ActionScript didn't disappear because it had issues.
Steve Jobs shamed it out of existence.
He should have done that to PHP, I've personally wrote to him when he was still alive, but killing PHP wasn't in his business plans. PHP was harmless he said.
I don't totally agree with this - because once a language reaches a certain "critical mass" of installed legacy codebases, it will tend to live, in some capacity, nearly forever. Flash died because there were almost no business applications that truly depended upon it. The vast majority of stuff written in it was for fluff-presentation - or entertainment. And that stuff can all be "turned off" if The Powers That Be deem it so. (By the way - I too did Flex dev - and I loved it. Sigh...)
But if your point is just that PHP isn't truly "dying" in any substantive sense, and thus it will never really "go away", then I completely agree with you. There are too many huge legacy systems (WordPress, Wikipedia, etc.) for it to ever truly DIE.

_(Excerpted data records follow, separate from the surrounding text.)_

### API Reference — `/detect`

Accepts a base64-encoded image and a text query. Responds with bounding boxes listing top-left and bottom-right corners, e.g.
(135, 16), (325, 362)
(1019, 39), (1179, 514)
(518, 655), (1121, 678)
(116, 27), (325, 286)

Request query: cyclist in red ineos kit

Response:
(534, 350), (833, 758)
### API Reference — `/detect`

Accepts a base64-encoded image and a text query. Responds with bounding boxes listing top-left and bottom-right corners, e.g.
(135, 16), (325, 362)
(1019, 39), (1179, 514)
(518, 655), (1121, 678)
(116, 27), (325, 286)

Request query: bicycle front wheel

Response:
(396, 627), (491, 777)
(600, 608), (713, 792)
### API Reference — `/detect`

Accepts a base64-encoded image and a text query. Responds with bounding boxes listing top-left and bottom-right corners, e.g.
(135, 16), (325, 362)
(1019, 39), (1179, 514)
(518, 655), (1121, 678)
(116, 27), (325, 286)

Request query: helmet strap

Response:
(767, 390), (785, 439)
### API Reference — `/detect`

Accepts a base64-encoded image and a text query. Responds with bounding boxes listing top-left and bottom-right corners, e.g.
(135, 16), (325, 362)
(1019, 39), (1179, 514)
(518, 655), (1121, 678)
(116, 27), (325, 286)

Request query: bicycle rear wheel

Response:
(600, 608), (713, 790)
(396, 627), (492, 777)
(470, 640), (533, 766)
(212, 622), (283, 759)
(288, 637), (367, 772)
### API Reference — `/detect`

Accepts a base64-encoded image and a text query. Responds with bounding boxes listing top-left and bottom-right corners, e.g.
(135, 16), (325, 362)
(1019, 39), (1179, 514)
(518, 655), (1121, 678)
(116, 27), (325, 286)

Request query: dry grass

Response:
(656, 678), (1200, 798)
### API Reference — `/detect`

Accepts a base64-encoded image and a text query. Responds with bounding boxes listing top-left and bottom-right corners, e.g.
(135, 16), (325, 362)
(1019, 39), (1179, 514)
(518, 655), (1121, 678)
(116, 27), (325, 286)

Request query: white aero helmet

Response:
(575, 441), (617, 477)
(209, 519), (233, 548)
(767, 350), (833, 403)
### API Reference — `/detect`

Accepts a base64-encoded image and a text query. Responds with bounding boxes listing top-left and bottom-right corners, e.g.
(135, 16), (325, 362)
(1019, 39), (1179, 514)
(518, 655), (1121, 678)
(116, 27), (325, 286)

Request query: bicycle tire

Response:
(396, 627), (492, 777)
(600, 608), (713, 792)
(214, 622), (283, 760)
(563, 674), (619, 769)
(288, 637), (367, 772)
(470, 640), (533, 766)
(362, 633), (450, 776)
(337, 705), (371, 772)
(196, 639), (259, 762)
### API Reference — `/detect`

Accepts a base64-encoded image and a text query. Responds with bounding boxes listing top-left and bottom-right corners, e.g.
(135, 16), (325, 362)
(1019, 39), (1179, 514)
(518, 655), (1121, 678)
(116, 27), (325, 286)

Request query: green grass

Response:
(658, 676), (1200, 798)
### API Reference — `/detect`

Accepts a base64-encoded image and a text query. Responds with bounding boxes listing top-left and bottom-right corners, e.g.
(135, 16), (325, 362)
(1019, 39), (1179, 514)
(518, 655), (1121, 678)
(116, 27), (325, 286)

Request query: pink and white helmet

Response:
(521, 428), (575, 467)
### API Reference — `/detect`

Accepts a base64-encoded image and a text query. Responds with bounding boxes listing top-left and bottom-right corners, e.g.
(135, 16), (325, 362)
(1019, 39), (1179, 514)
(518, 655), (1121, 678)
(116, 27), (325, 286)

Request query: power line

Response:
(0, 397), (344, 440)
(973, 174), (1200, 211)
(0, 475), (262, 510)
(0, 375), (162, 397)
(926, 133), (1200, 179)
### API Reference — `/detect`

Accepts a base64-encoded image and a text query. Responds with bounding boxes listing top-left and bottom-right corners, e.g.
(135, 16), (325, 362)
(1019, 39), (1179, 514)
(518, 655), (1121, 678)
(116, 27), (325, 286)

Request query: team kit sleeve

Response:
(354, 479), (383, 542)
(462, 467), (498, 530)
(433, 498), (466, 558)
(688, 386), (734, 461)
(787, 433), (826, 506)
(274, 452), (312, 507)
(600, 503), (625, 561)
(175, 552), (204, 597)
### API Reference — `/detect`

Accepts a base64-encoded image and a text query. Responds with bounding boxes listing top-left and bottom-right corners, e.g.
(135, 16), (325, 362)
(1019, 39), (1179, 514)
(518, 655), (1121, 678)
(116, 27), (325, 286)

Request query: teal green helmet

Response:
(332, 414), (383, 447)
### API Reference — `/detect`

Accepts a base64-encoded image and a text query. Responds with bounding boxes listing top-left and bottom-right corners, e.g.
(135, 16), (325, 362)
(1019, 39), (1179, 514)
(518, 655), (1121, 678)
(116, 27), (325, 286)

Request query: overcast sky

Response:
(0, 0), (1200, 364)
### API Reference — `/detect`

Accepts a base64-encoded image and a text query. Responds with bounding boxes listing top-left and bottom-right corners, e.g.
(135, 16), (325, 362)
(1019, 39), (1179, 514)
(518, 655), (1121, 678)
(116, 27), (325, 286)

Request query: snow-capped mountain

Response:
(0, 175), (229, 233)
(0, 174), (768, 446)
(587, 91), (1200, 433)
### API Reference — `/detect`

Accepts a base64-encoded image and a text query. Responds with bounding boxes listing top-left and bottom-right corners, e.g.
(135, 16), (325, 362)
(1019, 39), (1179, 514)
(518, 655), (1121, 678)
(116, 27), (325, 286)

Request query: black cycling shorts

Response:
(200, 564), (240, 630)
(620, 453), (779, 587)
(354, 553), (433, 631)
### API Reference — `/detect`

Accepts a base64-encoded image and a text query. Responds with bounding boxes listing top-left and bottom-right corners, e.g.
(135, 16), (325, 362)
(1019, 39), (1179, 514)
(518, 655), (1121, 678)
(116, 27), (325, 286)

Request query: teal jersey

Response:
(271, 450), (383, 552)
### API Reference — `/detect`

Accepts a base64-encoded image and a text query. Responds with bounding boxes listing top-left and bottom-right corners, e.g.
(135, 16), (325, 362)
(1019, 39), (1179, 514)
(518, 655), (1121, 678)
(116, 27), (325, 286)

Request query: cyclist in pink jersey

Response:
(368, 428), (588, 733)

I also agree that PHP is growing and it's growing in a very positive way. But many in the dev community do not "see" it this way. And even though it IS growing, it's not growing at the same rate as JS. When I say "growing", I don't mean just the number of new LoC that are being written in it every year. I'm referring more to the rate at which new advancements are being made in the language. In this regard, JS seems to be lapping the field, IMHO.
Finally, seeing some of the early comments on this post, I realize that my viewpoint is very US-centric. I have noticed that PHP isn't quite the pariah in other countries that it is in the US. Outside the US, there are still plenty of people who see PHP as a viable language to learn and to use for new applications. In the US, I feel like this viewpoint is much different amongst the "senior developer" crowd.